A blinding glare pierced from the tree branches. There—the bastard's hiding spot. Adjusting his muzzle height by pure instinct, Dong Sanshao closed his eyes and squeezed the trigger. A silent round streaked toward Yamashima's head.
*
Yamashima Yukio watched, statue-still, from his leafy perch. The Chinese sniper beneath the rocks showed no movement. Scanning millimeter by millimeter through his scope, he finally caught the glint of a rifle muzzle emerging from stone. He hesitated—Was this bait?—and fired.
That split-second hesitation cost him everything. When masters duel, victory hangs on seconds—sometimes mere milliseconds. Lieutenant Yukio Yamashima had fatally underestimated the Chinese snipers. It never once crossed his mind that the man hunting him could be some wet-behind-the-ears kid.
Flat on his back, Dong Sanshao caught the telltale glint off Yamashima’s rifle scope. The angle where he’d dropped formed a perfect 45-degree line straight to the barrel poking through the rocks – a line ending right at Lieutenant Yamashima’s forehead. Eyes squeezed shut, Dong Sanshao pulled the trigger.
Just then, a leaf drifted down. It landed right in front of Yamashima’s eyes. He flinched, turning his head away – a flicker of movement, no more. In that impossible sliver of time, Dong Sanshao’s bullet whistled past Yamashima’s ear. It ripped clean through his left earlobe, then scraped across his temple. The lead carved a raw, bleeding trench through the skin over his skull.
"Ah!" Yamashima cried out, crashing down from his perch in the branches. The glint vanished.
Dong Sanshao moved instantly. He rolled upright, rifle snapping to his shoulder, and fired. Crack! Crack! Crack! Three quick shots slammed into Yamashima’s falling body before he even hit the ground. By the time Dong Sanshao sprinted over, rifle ready, Yamashima lay still. But as Dong approached, the Japanese soldier stirred, his eyes wide open, fixed on Dong Sanshao with shocked intensity.
Dong wore no uniform—just the plain black peasant’s tunic of a civilian. His face was startlingly young. Yamashima’s eyes squeezed shut in utter despair. Beaten... by a boy? The humiliation was worse than the pain.
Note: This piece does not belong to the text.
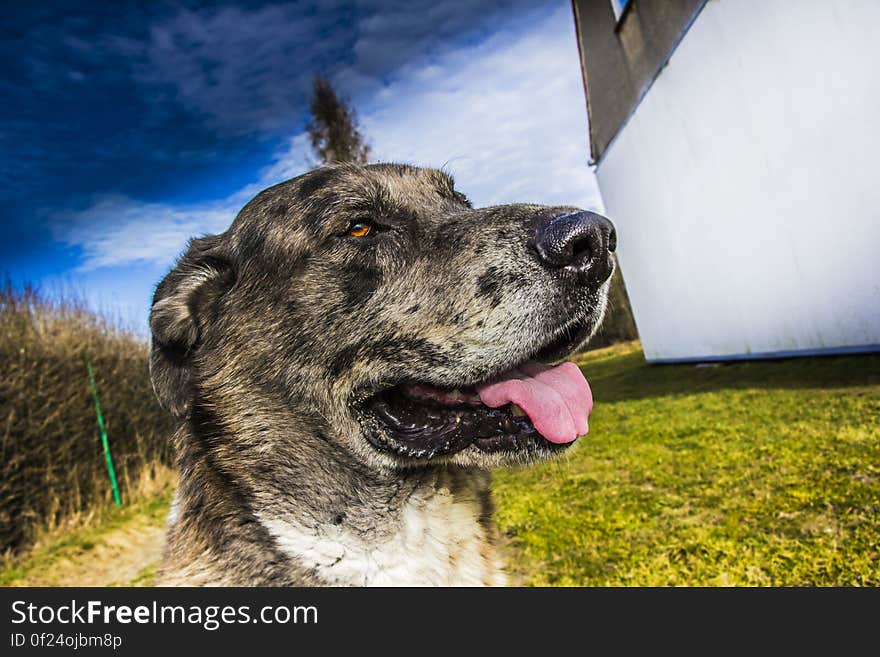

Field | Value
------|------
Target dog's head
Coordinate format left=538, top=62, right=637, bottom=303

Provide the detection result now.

Dong Sanshao’s gaze was ice. He pressed the rifle muzzle hard against Yamashima’s forehead. “You killed our twelve commanders?!” he demanded, his voice tight.
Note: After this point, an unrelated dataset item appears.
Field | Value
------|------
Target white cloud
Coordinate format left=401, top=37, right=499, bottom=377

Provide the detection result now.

Blood gurgled from Yamashima’s mouth. He managed a weak nod.
“Fuck your mother, you goddamn Jap—DIE!” Dong Sanshao snarled, pure venom in his voice.
He jerked the trigger.
The bullet punched into Yamashima’s forehead. His head snapped sideways. Life extinguished, instantly.
Dong Sanshao nudged Lieutenant Yukio Yamashima’s corpse with his boot. His eyes snapped toward the Longtan Hill trenches. Below, a hellscape unfolded—bayonets flashed crimson under the smoke-choked sky as hand-to-hand combat raged. But the odds were brutal. After forty minutes of crushing artillery barrages and dive-bombing runs, the 26th Division had bled out: half its men were dead or wounded. Now, seven thousand fresh troops from the Hata Detachment swarmed the slopes. Three Japanese soldiers for every Chinese defender left standing. The tide of steel was turning against them.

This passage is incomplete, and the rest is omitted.